5.2 Automated k-Anonymization — kAnon()
Q5.2 — Apply k = 3 anonymization.
kAnon() uses local suppression: it sets the minimum number of QID values to NA until every combination appears at least k times, minimizing total information loss.
💡 Tip —
kAnon(): Takes yoursdcMicroObjandk(an integer vector, e.g.,c(3)). It returns a newsdcMicroObjwith suppressed values applied. After running it, callprint()again to see the updated violation counts — they should drop to zero for your chosen k.
# TODO: Apply k = 3 anonymization and store the result in sdcAnon
sdcAnon <- kAnon(___, k = c(___))
cat("Risk summary after k = 3 anonymization:\n")
print(sdcAnon)Q5.2 answer — How many records still violate 3-anonymity after running kAnon()? Your answer here.
Step 6: Measure Information Loss
Q6 — How much information did we lose?
Anonymization is a trade-off: privacy protection at the cost of analytical utility. Quantifying this trade-off is essential for responsible data sharing.
💡 Tip —
print(sdcAnon, "ls"): Passing"ls"as a second argument toprint()displays the local suppression summary: how many values were suppressed in each QID column and as an overall percentage. Higher suppression = more information loss.
# TODO: Print the information-loss summary
print(___, "ls")Q6 answer — Which variable had the most suppression, and what does that tell you about the data? Your answer here.
Step 7: Export the Anonymized Dataset
Before sharing, we must:
- Remove direct identifiers (already excluded from the SDC object)

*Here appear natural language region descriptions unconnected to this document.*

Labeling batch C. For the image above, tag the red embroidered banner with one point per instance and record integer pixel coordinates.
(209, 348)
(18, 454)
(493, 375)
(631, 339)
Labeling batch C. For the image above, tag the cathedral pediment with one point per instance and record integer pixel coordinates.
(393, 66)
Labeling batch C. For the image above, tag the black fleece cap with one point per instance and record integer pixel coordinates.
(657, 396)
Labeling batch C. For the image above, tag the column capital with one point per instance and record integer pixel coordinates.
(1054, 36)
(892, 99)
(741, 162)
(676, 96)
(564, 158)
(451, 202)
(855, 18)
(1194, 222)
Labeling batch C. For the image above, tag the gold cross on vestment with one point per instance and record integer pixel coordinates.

- Generate a new random ID to replace
case_id— never reuse the original, as it may link to external records
# Anonymized quasi-identifier columns
anon_key_vars <- sdcAnon@manipKeyVars
# Non-key, non-excluded variables (passed through unchanged)
safe_vars <- whale[, !(names(whale) %in%
c("case_id", "lat", "long", "fishery_license",
"state", "origin", "county"))]
# Combine
anon_data <- cbind(anon_key_vars, safe_vars)

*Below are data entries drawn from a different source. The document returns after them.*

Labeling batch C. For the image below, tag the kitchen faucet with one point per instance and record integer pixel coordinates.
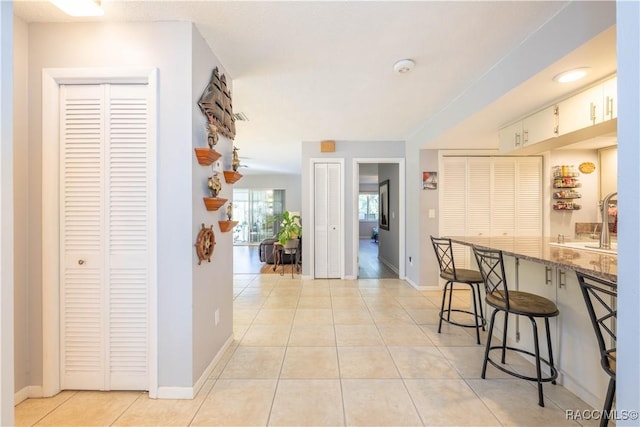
(605, 238)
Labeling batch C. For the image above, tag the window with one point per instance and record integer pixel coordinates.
(256, 212)
(368, 206)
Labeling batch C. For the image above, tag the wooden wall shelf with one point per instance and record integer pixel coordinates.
(213, 204)
(207, 156)
(227, 225)
(231, 176)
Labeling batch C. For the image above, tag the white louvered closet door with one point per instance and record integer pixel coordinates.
(105, 240)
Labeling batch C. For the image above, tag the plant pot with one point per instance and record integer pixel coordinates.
(291, 244)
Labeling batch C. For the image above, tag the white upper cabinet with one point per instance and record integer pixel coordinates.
(532, 129)
(511, 137)
(540, 126)
(581, 110)
(592, 106)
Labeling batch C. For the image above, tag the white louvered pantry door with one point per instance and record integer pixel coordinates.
(105, 256)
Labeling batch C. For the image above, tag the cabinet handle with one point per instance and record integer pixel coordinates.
(609, 112)
(562, 279)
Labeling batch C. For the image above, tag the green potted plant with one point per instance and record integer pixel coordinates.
(290, 229)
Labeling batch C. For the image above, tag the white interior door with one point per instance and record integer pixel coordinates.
(105, 239)
(327, 220)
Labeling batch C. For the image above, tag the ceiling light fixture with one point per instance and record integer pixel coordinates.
(572, 75)
(79, 7)
(403, 66)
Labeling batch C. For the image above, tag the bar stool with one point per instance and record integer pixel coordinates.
(498, 296)
(449, 272)
(603, 318)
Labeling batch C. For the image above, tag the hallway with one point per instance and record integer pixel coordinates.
(370, 267)
(331, 352)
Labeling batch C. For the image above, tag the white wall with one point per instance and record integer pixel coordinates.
(290, 183)
(167, 46)
(628, 379)
(6, 214)
(212, 281)
(21, 211)
(429, 270)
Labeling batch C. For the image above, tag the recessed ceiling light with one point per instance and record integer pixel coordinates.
(79, 7)
(572, 75)
(403, 66)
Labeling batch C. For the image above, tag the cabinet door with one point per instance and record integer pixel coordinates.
(510, 137)
(580, 111)
(610, 93)
(578, 356)
(539, 126)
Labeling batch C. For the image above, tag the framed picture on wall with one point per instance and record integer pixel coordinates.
(383, 198)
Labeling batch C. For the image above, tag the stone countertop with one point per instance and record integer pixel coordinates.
(539, 250)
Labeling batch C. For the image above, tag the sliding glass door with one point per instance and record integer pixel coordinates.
(256, 211)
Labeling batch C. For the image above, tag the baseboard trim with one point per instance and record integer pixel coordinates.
(30, 391)
(388, 264)
(421, 288)
(191, 392)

# Generate synthetic random IDs
set.seed(42)
anon_data$anon_id <- paste0("ID_", sample(100000:999999, nrow(anon_data), replace = FALSE))
# Put the new ID first
anon_data <- anon_data[, c("anon_id", setdiff(names(anon_data), "anon_id"))]
# Preview and save
head(anon_data)
write.csv(anon_data, "whale-entanglement-anon.csv", row.names = FALSE)Key takeaway: k-anonymity via local suppression is a principled, auditable approach to protecting microdata. The sdcMicro package makes every suppression traceable, and the information-loss metrics help justify trade-offs to data stakeholders.